Simon von Bromley / Our Media

Try not to blow your entire budget on the bike itself. Think about setting aside around roughly 10 per cent of the bike’s value for potential maintenance costs.

A second-hand bike bought from a private seller won’t come with a warranty, so if it develops a fault you’ll need to cover the cost of repair.

What’s more, it’ll be easier to afford one of the best bike upgrades, such as a pair of the best road bike tyres that’ll make you faster and more comfortable.

Look out for signs of neglect or damage

On my third run, I cased a jump which caused the frame to crack.

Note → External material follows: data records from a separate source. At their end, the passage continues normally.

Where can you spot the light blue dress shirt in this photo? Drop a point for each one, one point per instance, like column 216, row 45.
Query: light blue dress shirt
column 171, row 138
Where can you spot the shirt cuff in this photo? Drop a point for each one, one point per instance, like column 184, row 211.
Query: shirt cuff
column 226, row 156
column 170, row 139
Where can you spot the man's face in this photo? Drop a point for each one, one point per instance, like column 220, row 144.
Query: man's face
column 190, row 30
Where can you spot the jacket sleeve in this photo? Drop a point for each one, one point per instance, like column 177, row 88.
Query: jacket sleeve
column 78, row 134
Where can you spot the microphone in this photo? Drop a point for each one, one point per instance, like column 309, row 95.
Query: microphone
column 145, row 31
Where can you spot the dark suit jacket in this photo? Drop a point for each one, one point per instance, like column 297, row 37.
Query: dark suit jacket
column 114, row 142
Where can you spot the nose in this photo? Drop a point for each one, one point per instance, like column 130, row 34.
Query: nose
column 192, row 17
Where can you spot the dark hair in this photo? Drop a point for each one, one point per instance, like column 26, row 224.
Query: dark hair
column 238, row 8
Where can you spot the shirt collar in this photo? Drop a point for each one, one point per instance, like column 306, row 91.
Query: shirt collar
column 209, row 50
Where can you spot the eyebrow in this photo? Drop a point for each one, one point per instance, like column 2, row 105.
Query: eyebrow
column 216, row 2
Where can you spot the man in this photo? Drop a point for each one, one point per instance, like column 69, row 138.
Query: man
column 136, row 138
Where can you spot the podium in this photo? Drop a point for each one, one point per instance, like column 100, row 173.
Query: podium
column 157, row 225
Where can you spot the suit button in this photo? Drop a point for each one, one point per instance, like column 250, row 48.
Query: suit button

Polygon say they've fixed the issue for production bikes.
Cracks on frames are rare, but can indicate the bike has had a hard life.
Seb Stott

Make sure the bike hasn’t been subjected to neglect and check whether the frame has been damaged. These are two of the most important things a second-hand bike buyer can do. However, looking for these things can be tricky and daunting, especially if you’re new to buying used bikes or aren’t an expert.

It’s important to begin your checks with the most expensive components first, working your way over the bike to its cheaper parts.

Take the frame for example: are there any cracks or dents? If there are any visible defects, we recommend not buying that bike.

Look out for cosmetic damage when buying a used carbon bike – this could be hiding a more serious structural issue.

On metal bikes, check the welds for small hairline cracks that follow the shape of the weld. If there are cracks around the welds, we recommend you consider not buying that bike.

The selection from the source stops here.